The Company is also re-evaluating potential extensions of the Helene 6/7 ore body beneath existing site infrastructure with the view to increasing the mine life.

 

EXPLORATION

Ground-based exploration work at Frances Creek re-commenced during the June Quarter, following the completion of the Northern Territory wet season.

The Company commenced an intensive program of ground-based geophysical gravity surveys late in the Quarter with the aim of identifying shallow, buried or blind iron ore targets north of the Frances Creek Mine as a focus for future drilling activity. The survey was 10% complete by 30 June 2010 and is expected to be finalised by mid-August.

These surveys are specifically aimed at the concealed areas between existing deposits as well as potential extensions of known mineralisation. Following field capture, the data will undergo detailed geophysical interpretation to identify any targets for further work.

Two outlying Exploration Licences at Frances Creek were surrendered during the Quarter as part of a tenement rationalisation initiative.

A major focus for the Company's exploration team is a re-evaluation of potential exploration targets directly surrounding the Frances Creek Mine, where it is thought additional work in testing complex synclinal and cross-cutting structural geological positions to greater depths may provide positive results.

Additionally, metallurgical and geotechnical diamond drilling programs have been budgeted for completion around the mine during the remainder of 2010.

Corporate

Debt Reduction Program

During the Quarter, the Company extinguished the debt owing under the Noble Prepayment Facility.

The Company also reduced the Noble core debt by $6.02 million. At 30 June 2010, the core debt amounted to $36.47 million (US$32.53 million). Territory also finalised an agreement with Noble for an extension of the core debt repayment date to 31 October 2011. However, it is the Company's intention that the Noble debt is retired as soon as possible. If spot iron ore prices and exchange rates remain at current levels, this is expected to occur in the second half of 2010.

Monarch Gold Mining Company

The Company accepted an offer of accelerated royalty payments from the Minjar Trust in respect to amounts owing under the Monarch Gold Mining Company Limited Recapitalisation. Under this offer, amounts totalling $3.25 million are receivable between July 2010 and September 2010. At the date of this report the first instalment of $1.0 million had been received.

Remuneration Review

During the Quarter, the Company introduced a Performance Rights Plan to provide long term incentives to certain senior executives which will align the interests of Management to those of shareholders and reward the creation of shareholder value.

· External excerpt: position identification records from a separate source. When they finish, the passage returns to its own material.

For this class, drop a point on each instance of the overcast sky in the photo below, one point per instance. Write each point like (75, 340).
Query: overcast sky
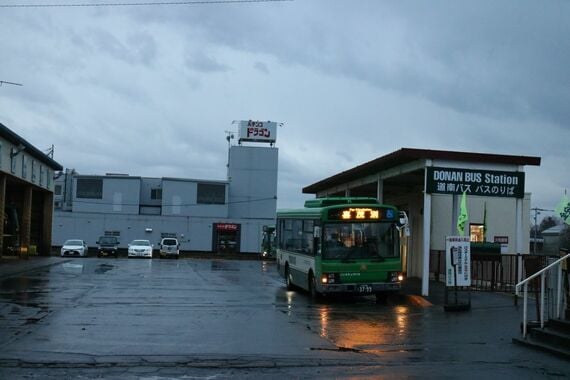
(151, 90)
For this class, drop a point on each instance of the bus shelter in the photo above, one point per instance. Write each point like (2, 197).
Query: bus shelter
(428, 185)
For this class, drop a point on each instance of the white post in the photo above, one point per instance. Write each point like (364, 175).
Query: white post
(426, 234)
(542, 280)
(525, 307)
(559, 291)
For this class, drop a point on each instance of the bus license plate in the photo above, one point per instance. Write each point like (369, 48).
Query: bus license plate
(364, 289)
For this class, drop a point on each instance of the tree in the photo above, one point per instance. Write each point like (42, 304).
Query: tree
(549, 221)
(565, 238)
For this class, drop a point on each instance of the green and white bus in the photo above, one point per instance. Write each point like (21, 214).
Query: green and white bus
(341, 245)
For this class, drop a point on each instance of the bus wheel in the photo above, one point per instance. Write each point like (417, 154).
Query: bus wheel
(381, 297)
(288, 278)
(313, 286)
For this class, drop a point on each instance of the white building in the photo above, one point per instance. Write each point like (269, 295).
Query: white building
(205, 215)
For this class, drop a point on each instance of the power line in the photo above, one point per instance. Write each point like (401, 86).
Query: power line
(139, 4)
(165, 204)
(12, 83)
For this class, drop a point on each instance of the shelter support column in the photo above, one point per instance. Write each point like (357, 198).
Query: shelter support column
(26, 217)
(2, 208)
(518, 237)
(426, 235)
(518, 233)
(47, 223)
(380, 190)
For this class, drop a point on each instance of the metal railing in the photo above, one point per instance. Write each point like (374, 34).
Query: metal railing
(495, 273)
(542, 273)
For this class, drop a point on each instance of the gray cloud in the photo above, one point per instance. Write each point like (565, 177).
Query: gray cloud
(201, 62)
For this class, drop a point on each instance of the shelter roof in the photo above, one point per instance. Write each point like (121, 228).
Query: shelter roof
(405, 155)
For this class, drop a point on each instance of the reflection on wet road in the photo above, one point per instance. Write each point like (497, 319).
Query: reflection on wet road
(228, 313)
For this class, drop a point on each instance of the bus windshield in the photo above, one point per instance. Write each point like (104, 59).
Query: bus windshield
(348, 241)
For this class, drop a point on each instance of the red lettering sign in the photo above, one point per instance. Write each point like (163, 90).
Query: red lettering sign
(226, 227)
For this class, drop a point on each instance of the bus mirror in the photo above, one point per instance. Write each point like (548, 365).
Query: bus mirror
(317, 232)
(403, 219)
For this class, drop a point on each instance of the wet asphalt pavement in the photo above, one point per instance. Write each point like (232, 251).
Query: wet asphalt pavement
(205, 318)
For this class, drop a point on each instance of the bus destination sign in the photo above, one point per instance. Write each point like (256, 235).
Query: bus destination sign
(361, 213)
(490, 183)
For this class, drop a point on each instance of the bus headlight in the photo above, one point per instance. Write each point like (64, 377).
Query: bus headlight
(329, 278)
(396, 276)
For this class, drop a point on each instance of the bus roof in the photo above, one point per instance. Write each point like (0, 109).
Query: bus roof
(319, 208)
(333, 201)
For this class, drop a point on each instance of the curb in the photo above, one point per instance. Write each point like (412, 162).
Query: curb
(18, 271)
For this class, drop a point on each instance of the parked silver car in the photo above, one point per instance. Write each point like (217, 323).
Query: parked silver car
(140, 248)
(169, 247)
(74, 247)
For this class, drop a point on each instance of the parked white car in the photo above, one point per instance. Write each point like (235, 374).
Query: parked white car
(74, 247)
(140, 248)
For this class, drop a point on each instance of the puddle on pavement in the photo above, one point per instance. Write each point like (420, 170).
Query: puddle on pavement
(104, 268)
(224, 266)
(24, 291)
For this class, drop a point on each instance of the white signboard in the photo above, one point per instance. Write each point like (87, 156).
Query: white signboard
(257, 131)
(457, 261)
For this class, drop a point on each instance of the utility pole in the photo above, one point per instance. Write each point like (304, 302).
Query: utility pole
(535, 229)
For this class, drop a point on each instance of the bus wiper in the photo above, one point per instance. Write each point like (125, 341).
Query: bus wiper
(346, 259)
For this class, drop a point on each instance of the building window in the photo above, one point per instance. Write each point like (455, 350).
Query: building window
(24, 167)
(211, 194)
(33, 171)
(156, 193)
(13, 161)
(91, 188)
(476, 231)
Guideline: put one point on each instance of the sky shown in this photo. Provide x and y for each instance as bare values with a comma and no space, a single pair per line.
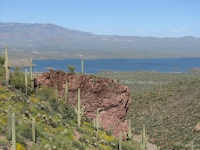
146,18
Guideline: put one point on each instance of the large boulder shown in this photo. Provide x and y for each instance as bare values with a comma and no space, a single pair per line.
111,98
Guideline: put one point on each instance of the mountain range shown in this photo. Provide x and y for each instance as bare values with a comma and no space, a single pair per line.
49,41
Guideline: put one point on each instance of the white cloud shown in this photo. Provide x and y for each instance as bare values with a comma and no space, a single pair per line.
173,30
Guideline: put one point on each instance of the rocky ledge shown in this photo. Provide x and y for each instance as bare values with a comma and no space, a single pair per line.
111,98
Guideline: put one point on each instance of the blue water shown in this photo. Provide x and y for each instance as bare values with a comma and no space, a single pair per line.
94,66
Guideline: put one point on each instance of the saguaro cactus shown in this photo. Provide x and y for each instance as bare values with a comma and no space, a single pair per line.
82,67
31,71
129,136
66,91
56,93
31,67
78,109
33,130
97,124
13,132
144,140
9,121
120,140
7,65
26,80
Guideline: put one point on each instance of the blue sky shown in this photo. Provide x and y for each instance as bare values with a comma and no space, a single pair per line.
156,18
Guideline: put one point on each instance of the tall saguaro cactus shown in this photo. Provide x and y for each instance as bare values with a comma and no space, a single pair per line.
97,124
129,136
82,67
13,132
120,140
56,93
7,65
144,140
31,67
31,71
66,91
9,121
78,109
33,130
26,80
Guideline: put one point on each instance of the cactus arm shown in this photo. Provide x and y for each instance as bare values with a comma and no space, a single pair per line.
33,130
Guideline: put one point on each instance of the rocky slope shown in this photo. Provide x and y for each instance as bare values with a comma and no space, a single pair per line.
111,98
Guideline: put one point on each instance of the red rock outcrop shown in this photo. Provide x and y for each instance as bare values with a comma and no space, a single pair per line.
111,98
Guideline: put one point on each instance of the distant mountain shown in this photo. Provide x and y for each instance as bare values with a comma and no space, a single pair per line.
52,41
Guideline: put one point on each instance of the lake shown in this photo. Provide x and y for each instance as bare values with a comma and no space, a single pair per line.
125,65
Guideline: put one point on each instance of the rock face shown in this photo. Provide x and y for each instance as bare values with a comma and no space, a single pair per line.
111,98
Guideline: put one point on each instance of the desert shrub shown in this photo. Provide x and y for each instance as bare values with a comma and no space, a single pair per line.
25,130
18,82
78,145
45,93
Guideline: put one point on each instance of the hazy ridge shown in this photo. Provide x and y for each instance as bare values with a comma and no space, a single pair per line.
51,41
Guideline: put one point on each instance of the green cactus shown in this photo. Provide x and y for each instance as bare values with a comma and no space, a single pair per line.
66,91
120,140
144,140
9,121
13,132
7,66
192,145
26,80
56,93
78,109
158,148
97,124
31,67
33,130
82,67
129,136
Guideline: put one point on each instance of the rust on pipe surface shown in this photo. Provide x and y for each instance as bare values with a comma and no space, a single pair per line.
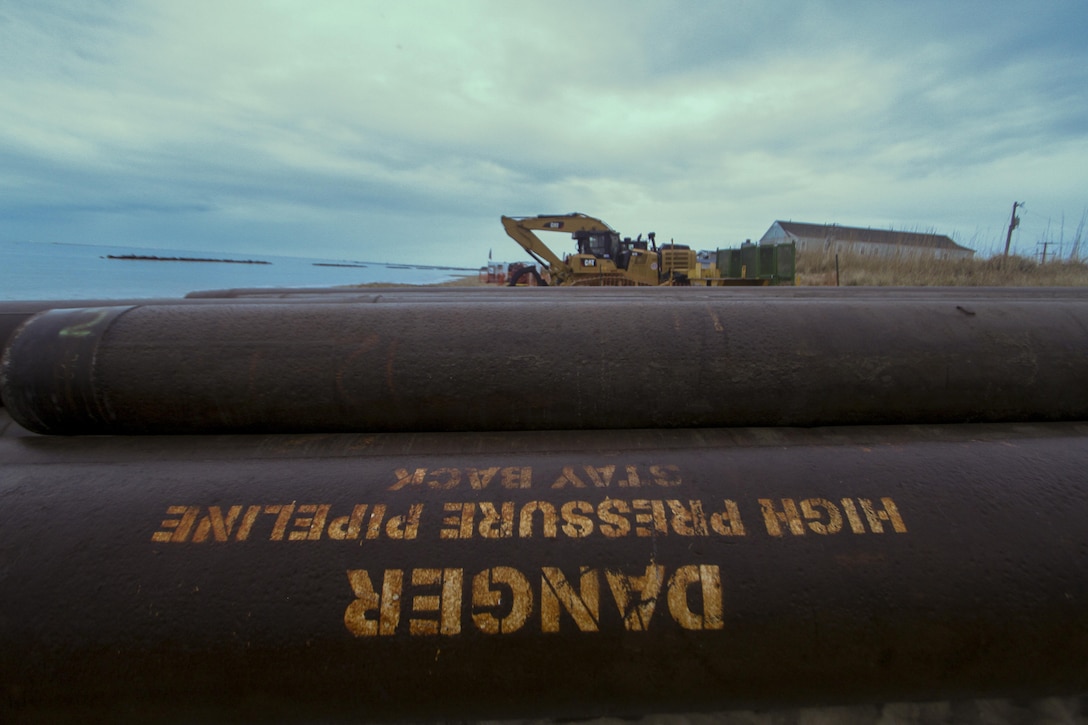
566,574
571,364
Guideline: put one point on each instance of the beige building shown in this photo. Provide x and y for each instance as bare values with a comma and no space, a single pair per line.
870,242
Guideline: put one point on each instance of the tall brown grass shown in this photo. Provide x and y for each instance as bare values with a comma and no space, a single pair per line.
818,268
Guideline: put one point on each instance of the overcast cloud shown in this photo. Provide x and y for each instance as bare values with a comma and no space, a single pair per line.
402,131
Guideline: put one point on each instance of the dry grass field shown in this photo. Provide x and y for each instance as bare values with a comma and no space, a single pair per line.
856,270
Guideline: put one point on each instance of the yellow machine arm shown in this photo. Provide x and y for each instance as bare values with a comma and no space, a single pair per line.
520,230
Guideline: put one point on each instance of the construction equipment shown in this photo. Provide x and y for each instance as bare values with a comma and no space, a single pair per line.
879,498
604,258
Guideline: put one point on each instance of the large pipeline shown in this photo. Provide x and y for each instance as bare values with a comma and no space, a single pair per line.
580,363
539,574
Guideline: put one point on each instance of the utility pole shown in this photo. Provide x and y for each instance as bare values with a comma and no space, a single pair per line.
1013,223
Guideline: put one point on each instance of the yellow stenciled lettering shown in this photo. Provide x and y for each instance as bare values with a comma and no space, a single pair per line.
547,515
656,516
889,513
176,529
708,579
690,520
311,526
728,523
833,524
502,600
215,524
348,527
283,515
247,523
446,603
582,604
496,524
386,606
517,477
851,511
405,527
459,524
637,597
613,524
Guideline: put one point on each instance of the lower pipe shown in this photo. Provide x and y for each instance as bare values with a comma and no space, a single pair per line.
540,575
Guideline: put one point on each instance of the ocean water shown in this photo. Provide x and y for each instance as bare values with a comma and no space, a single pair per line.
33,270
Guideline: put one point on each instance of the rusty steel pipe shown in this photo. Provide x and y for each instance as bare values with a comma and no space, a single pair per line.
539,574
565,365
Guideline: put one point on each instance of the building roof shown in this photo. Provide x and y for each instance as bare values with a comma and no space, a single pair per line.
869,235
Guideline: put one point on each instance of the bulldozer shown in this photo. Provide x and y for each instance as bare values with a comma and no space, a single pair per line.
603,258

The Board is also in the process of conducting a review of Non-Executive Director fees and the Company has engaged an independent remuneration consultant for this purpose. The Board is currently considering the recommendations provided by the independent consultant and, should an increase in fees be appropriate in order to provide:
fair and reasonable remuneration; and
to retain Directors with the knowledge, skills and experience required to effectively manage and grow the business,
then it is proposed that rights under the Performance Rights Plan be issued in lieu of an increase in cash fees. Any such proposal will be subject to shareholder approval and will ensure alignment of the interests of Directors and shareholders.

As at 30 June 2010, the Company had 264,606,388 shares and 7,808,000 options on issue.